Mara was the night nurse for St. Helier Hospital, a crumbling building scheduled for demolition. Only one wing was still active, but generators powered the rest so the contractors could work. She rarely had to go to Floor 7—no patients were kept there since the fire 12 years ago.
One night, the elevator doors opened unexpectedly on Floor 7. A cold draft rolled inside. Mara stepped out, calling, “Hello?” Her voice echoed too long, like the hallway was swallowing it. The old burn ward was still scorched, the walls blackened and warped. She turned to leave—but the elevator doors slammed shut behind her, refusing to open.
As she searched for the stairwell, she passed a partially melted room sign: ROOM 714. Inside, a single hospital bed sat upright, restraints hanging like broken spiderlegs. And someone was sitting in the bed.

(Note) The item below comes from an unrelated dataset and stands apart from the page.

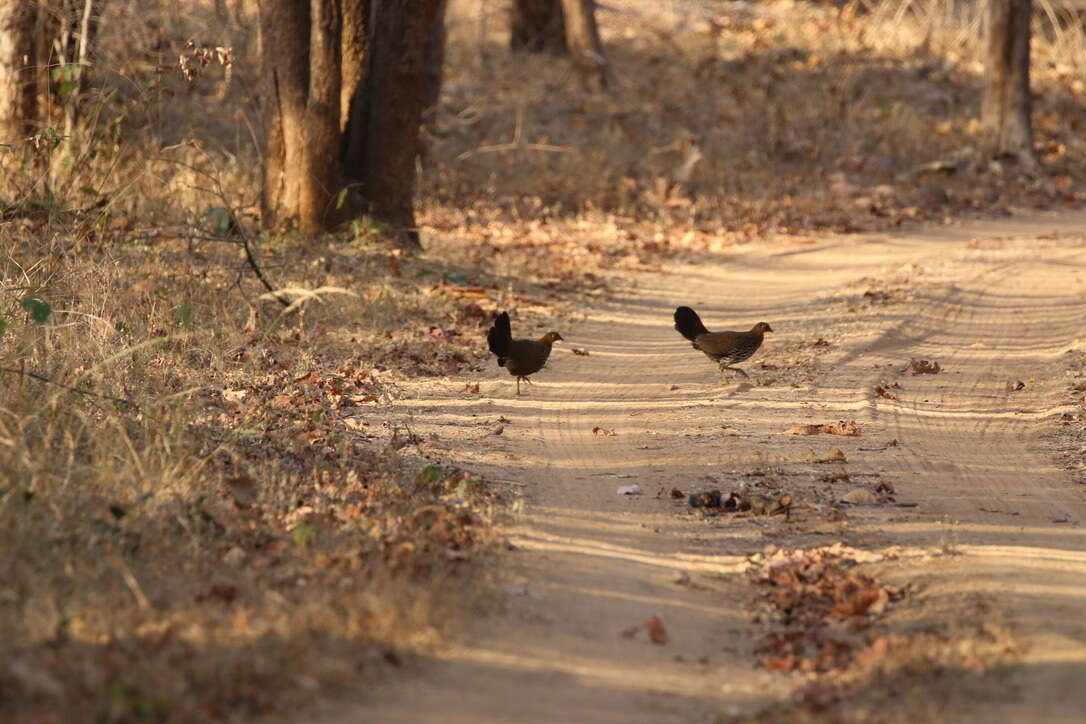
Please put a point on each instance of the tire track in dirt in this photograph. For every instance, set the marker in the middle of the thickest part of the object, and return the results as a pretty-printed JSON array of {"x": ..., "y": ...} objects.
[{"x": 592, "y": 563}]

“Mara,” the figure rasped.
She stumbled back, dropping her flashlight. No patients, she reminded herself. No one alive was assigned here. The figure leaned forward, its charred skin flaking like burnt paper. “You didn’t come for me,” it whispered. “You let me burn.”
Mara’s memories slammed into her—her first year on the job, the fire alarms she’d ignored, assuming it was another drill. The screaming she heard but wasn’t brave enough to investigate. The casualty list she never looked at.
The burnt patient crawled out of the bed, dragging the melted restraints. “Now you stay,” it said.
When the contractors returned the next morning, they found the elevator stuck on Floor 7—with a brand-new name plate melted onto the door: MARA, RN. Floor 7 had its last patient again.